Opinion
Civil Action No. 04-2026 (GK).
May 8, 2006
MEMORANDUM OPINION
Plaintiffs have brought this suit under the Endangered Species Act, 16 U.S.C. § 1553. The procedural history is rather tangled, and the parties have set it forth in some detail in their respective papers. The Motion now before the Court is the Federal Defendants' Motion to Strike Portions of Plaintiffs' Third Amended Complaint. Upon consideration of all the papers, the Court concludes that the Motion has no merit. However, from the Government's point of view, it may have proved successful. Because of this Court's obligation to conclude other pressing matters, a decision on the Motion has been delayed for five months. Perhaps that was the Government's objective. The Court reaches this distressing conclusion for the following reasons:
1. The Government admits in its opening brief that motions to strike pleadings, pursuant to Fed.R.Civ.P. 12(f), are generally disfavored. That is absolutely correct. Moreover, as this Court has noted many times, in prior opinions, as well as comments in this case, the case law in this jurisdiction strongly supports allowing plaintiffs to include in one complaint all of the appropriate claims and issues related to the initial pleading.
Under Rule 12(f), the identified material can only be struck if it is shown to be "redundant, immaterial, impertinent, or scandalous." It is clear beyond any argument that none of those terms apply to the material that Defendants seek to strike. Federal Defendants cannot deny that the material they seek to strike in Plaintiffs' Third Amended Complaint relating to 60 new species is the precise "issue at hand" that was at the core of Plaintiffs' initial Complaint. Judicial Watch v. United States Department of Commerce, 224 F.R.D. 261, 263 (D.D.C. 2004). That precise "issue at hand" is the legality of the "expedited progress" finding embodied in the Candidate Notice of Review ("CNOR") issued by Defendants on May 11, 2005. In short, in the Third Amended Complaint, Plaintiffs challenge the Defendants' reliance on the finding that "expedited progress" has been made in order to invoke the "warranted but precluded" rationale and avoid the listing of candidate species. Federal Defendants admit in their Memorandum in Support of the Motion at p. 10 that Plaintiffs' challenge applies equally to all species on the candidate list. Therefore, it makes no substantive difference that Plaintiffs seek to amend their Complaint to show that the alleged unlawful finding of "expedited progress" applies to all 60 species mentioned, including the two species, the Dakota Skipper and the Parachute Penstemon, which were named in the first Complaint.
2. Federal Defendants do not even claim that they will suffer any prejudice whatsoever from Plaintiffs being allowed to proceed with their Third Amended Complaint.

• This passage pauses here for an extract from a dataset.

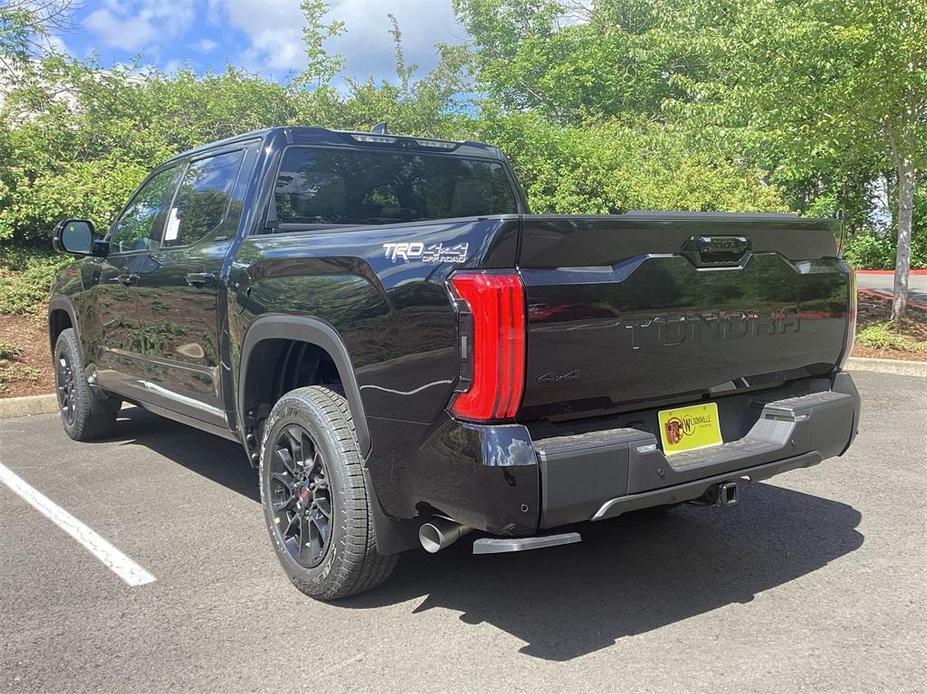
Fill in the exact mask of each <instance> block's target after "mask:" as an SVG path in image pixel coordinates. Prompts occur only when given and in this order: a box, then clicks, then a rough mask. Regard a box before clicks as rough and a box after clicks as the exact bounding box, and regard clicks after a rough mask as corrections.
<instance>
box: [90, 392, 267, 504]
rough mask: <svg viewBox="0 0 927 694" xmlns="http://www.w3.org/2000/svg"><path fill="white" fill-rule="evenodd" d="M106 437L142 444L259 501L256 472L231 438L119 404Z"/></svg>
mask: <svg viewBox="0 0 927 694" xmlns="http://www.w3.org/2000/svg"><path fill="white" fill-rule="evenodd" d="M106 441H119V442H123V443H125V444H136V445H140V446H144V447H145V448H149V449H151V450H152V451H155V452H157V453H159V454H160V455H163V456H164V457H165V458H168V459H170V460H172V461H174V462H175V463H177V464H178V465H182V466H183V467H185V468H187V469H188V470H190V471H191V472H195V473H196V474H198V475H201V476H203V477H205V478H207V479H209V480H212V481H213V482H215V483H217V484H221V485H222V486H223V487H226V488H227V489H231V490H232V491H234V492H238V493H239V494H241V495H242V496H245V497H247V498H249V499H252V500H253V501H256V502H258V503H260V502H261V495H260V491H259V490H258V480H257V472H256V471H255V470H254V468H252V467H251V465H250V464H249V463H248V459H247V457H246V456H245V451H244V449H243V448H242V447H241V445H240V444H237V443H235V442H234V441H229V440H227V439H223V438H220V437H218V436H212V435H210V434H206V433H203V432H201V431H198V430H197V429H194V428H193V427H188V426H185V425H183V424H178V423H177V422H172V421H171V420H169V419H165V418H163V417H159V416H157V415H155V414H151V413H150V412H146V411H145V410H143V409H142V408H141V407H125V408H123V409H122V410H121V411H120V412H119V417H118V419H117V420H116V431H115V433H114V434H113V435H112V436H110V437H109V438H107V439H106Z"/></svg>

Quite the contrary, if any party has suffered prejudice, it is, as noted above, the Plaintiffs because a decision on this important issue has been delayed by at least five months.
Federal Defendants admit, at p. 11 of their Memorandum, that "Plaintiffs are not precluded from bringing their claims for these other species in a different lawsuit." If, as Defendants admit, Plaintiffs are not precluded from and, therefore entitled to, file another related lawsuit raising exactly the same issues that pertain to the Dakota Skipper and Parachute Penstemon, then it is clear that Defendants cannot claim they will suffer prejudice by including in one complaint all 60 species and thereby obtaining a legal ruling that will cover all species.
Finally, in terms of judicial economy, to say nothing of saving additional time and money for Plaintiffs, it is clear that one lawsuit is preferable to two.
Federal Defendants main argument is that Plaintiffs should not be allowed to amend their Complaint because they failed to obtain consent from opposing counsel or leave of the Court. There is no question that Plaintiffs did obtain leave of Court to file a Third Amended Complaint. At the time they obtained such leave, the Fisheries Wildlife Service had not yet issued its CNOR; consequently, Plaintiffs could not have anticipated exactly what they wished to include in their Third Amended Complaint. This scenario does not present an instance of Plaintiffs mischaracterizing or purposely misleading Federal Defendants. At most, there was a misunderstanding between counsel about the scope of the Third Amended Complaint. What there was no misunderstanding about, was that Plaintiffs would be raising, in the Third Amended Complaint, exactly the same legal issue that they had raised initially pertaining to the Dakota Skipper and Parachute Penstemon.